I've wrapped a segment of code (a FIR downsampling filter) with LED on/off and measured its execution time on an oscillosccope. I'm seeing 78 milliseconds for 512*32 (16320) single precision, floating point, multiply accumulates which comes out to about 5 us per multiply accumulate. The core is clocked at 216 MHz (no change to the clocks) so this seems incredibly slow. My project includes the CMSIS DSP libraries and I've used their library for the multiply accumulate block.

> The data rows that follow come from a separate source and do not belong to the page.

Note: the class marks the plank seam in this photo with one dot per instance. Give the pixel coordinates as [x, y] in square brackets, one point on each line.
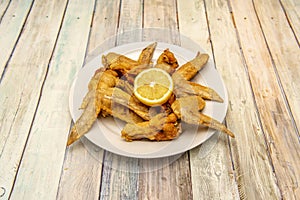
[41, 91]
[288, 20]
[253, 97]
[118, 23]
[13, 121]
[277, 75]
[17, 41]
[5, 10]
[143, 13]
[91, 25]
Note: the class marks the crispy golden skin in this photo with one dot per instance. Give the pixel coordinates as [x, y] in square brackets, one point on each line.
[159, 128]
[147, 54]
[185, 110]
[191, 68]
[110, 93]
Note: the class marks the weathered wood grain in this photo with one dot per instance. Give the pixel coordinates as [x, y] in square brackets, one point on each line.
[49, 130]
[3, 7]
[81, 177]
[131, 13]
[11, 27]
[172, 176]
[284, 49]
[292, 11]
[21, 85]
[281, 135]
[251, 160]
[120, 174]
[81, 172]
[162, 15]
[211, 168]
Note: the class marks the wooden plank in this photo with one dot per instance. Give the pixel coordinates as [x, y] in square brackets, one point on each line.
[284, 50]
[48, 136]
[11, 27]
[249, 164]
[120, 174]
[282, 138]
[169, 177]
[3, 7]
[162, 16]
[292, 11]
[84, 157]
[81, 172]
[24, 76]
[130, 20]
[211, 170]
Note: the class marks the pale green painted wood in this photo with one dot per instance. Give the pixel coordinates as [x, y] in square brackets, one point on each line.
[11, 27]
[292, 10]
[20, 87]
[281, 137]
[41, 166]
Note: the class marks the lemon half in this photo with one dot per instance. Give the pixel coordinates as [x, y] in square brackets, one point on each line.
[153, 86]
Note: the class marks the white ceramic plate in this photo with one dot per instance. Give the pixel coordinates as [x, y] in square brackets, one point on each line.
[106, 132]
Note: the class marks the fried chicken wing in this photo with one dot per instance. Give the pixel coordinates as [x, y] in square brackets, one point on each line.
[183, 87]
[147, 54]
[159, 128]
[185, 110]
[191, 68]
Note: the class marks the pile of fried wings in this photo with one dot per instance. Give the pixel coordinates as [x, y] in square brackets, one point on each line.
[110, 93]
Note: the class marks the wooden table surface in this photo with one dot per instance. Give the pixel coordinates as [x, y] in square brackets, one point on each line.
[255, 47]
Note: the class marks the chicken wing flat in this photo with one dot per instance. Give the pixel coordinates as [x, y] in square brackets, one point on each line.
[119, 63]
[188, 113]
[159, 128]
[87, 118]
[191, 68]
[117, 95]
[183, 87]
[167, 61]
[147, 54]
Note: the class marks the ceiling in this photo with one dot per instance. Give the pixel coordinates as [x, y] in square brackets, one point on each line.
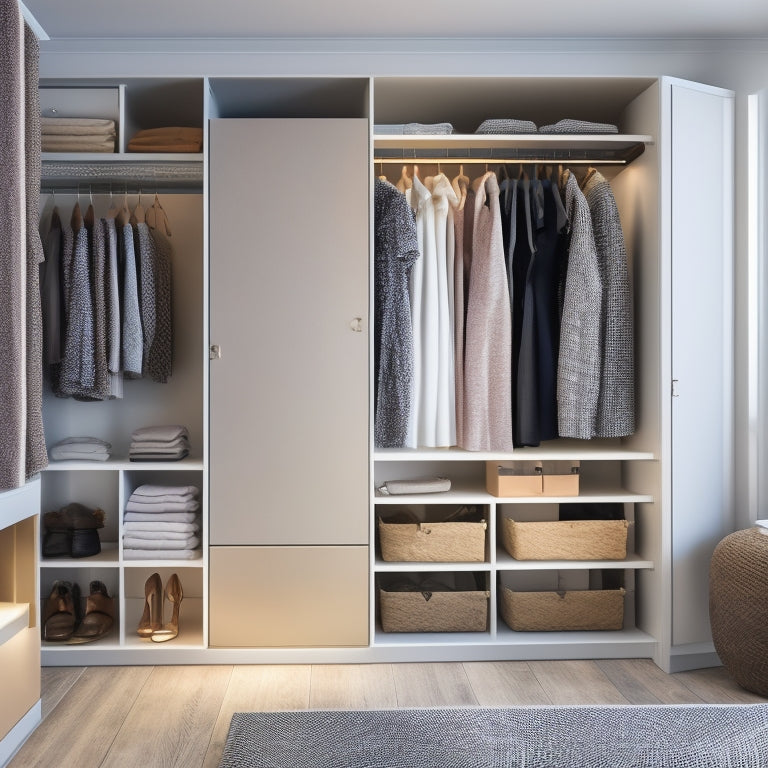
[153, 19]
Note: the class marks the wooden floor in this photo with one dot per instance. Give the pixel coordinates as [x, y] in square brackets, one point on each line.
[152, 717]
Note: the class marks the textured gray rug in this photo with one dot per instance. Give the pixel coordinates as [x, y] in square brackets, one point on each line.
[519, 737]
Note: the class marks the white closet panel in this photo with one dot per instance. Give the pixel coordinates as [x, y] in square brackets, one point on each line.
[289, 306]
[702, 347]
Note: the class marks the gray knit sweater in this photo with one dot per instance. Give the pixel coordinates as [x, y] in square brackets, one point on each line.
[396, 248]
[616, 402]
[578, 374]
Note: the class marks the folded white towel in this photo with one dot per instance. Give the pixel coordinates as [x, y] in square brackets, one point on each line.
[165, 432]
[166, 517]
[59, 454]
[162, 554]
[166, 490]
[85, 444]
[154, 445]
[188, 543]
[159, 535]
[161, 525]
[158, 508]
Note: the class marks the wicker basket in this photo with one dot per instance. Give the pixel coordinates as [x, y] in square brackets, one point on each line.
[592, 609]
[434, 611]
[432, 542]
[565, 539]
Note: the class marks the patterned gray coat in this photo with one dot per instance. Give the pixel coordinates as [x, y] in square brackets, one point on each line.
[616, 402]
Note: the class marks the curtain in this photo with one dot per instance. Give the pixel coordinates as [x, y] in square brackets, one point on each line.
[22, 444]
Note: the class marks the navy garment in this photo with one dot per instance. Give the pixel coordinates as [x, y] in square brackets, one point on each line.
[525, 411]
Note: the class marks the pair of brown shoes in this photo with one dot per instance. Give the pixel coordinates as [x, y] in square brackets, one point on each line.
[63, 620]
[151, 622]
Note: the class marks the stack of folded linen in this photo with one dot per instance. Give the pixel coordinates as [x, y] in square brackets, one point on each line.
[162, 443]
[170, 139]
[77, 134]
[161, 522]
[80, 449]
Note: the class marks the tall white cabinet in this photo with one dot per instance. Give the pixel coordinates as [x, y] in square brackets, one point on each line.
[282, 355]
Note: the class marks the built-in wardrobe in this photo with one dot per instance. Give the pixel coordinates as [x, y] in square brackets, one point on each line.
[273, 368]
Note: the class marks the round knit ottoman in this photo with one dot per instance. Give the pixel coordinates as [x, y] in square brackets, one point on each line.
[738, 607]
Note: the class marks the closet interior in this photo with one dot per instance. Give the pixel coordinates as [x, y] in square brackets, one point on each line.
[274, 375]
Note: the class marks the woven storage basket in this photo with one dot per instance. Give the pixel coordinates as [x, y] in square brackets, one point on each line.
[434, 611]
[432, 542]
[565, 539]
[591, 609]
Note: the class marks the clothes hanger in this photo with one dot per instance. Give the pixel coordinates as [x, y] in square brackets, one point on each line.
[90, 215]
[157, 218]
[404, 182]
[139, 215]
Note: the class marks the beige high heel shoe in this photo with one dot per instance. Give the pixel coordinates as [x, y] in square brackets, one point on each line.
[152, 618]
[174, 595]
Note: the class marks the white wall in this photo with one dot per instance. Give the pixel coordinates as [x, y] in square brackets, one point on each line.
[740, 65]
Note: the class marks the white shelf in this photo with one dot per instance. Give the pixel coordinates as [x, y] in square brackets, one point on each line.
[597, 450]
[505, 562]
[14, 617]
[467, 493]
[114, 464]
[382, 566]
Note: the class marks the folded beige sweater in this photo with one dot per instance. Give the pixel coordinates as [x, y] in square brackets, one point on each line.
[77, 126]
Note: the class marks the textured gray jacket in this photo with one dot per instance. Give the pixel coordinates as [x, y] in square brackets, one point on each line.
[616, 402]
[579, 362]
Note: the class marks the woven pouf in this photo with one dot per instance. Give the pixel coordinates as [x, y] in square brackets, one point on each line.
[738, 607]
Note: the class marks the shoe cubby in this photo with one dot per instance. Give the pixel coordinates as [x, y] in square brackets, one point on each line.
[82, 575]
[190, 608]
[95, 489]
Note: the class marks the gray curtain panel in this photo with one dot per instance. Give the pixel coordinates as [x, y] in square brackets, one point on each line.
[17, 334]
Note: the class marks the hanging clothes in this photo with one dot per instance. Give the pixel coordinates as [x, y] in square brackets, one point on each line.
[616, 403]
[51, 290]
[145, 258]
[112, 283]
[78, 367]
[395, 252]
[444, 199]
[578, 373]
[160, 362]
[462, 225]
[425, 316]
[488, 350]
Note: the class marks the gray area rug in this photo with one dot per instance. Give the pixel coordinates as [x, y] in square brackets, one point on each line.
[686, 736]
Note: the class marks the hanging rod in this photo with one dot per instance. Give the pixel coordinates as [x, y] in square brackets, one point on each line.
[491, 161]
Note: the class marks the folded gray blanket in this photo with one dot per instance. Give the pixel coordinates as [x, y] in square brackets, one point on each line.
[506, 126]
[165, 433]
[191, 542]
[578, 126]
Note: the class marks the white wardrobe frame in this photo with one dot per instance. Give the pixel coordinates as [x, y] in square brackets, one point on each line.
[643, 463]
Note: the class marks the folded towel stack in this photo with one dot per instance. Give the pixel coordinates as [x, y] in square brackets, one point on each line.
[413, 128]
[80, 449]
[172, 139]
[162, 443]
[77, 134]
[161, 522]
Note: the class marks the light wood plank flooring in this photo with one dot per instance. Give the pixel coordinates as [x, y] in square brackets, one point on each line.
[152, 717]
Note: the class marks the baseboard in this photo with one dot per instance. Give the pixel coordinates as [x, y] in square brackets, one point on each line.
[20, 732]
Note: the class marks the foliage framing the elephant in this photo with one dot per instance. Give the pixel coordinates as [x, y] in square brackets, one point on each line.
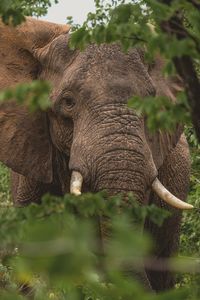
[89, 127]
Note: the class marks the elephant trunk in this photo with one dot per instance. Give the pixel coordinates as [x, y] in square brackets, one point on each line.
[112, 154]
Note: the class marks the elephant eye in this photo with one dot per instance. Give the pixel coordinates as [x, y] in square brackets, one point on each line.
[69, 102]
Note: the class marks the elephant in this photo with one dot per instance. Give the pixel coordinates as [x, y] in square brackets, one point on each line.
[89, 140]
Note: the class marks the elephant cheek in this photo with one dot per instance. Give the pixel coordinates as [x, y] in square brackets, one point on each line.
[61, 132]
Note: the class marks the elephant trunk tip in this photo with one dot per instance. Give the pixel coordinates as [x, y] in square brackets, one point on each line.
[168, 197]
[76, 183]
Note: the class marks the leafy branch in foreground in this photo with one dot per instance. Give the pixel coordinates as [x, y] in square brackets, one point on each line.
[60, 241]
[14, 11]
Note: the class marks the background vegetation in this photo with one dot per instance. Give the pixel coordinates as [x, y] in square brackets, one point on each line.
[52, 251]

How can I tell if the FPU is being used. I've checked the status of __FPU_PRESENT and FPU_USED (both = 1). The floating point unit is set to the FPv5-D16 and I set the floating point ABI to hardware implementation. All three CMISIS libraries are linked M7lfsp_math, M7lfdp_math and M7l_math. What else should I check and have I missed anything obvious.
Greatly appreciate your help. This is really proving difficult to resolve.
2022-11-30 03:12 AM
just - which setting for optimizer did you choose?
(this changes a lot !)
-O2 was best in my tests.
read:
https://mcuoneclipse.com/2019/03/29/be-aware-floating-point-operations-on-arm-cortex-m4f/
2022-11-30 05:04 AM
You can use objdump on the .o file and check if/what FPU emulation functions are needed (they should start with __aeabi or similar) for linking. Ideally: none.
You may also check the disassembled code for FPU instructions vs. emaulation function calls.
hth
KnarfB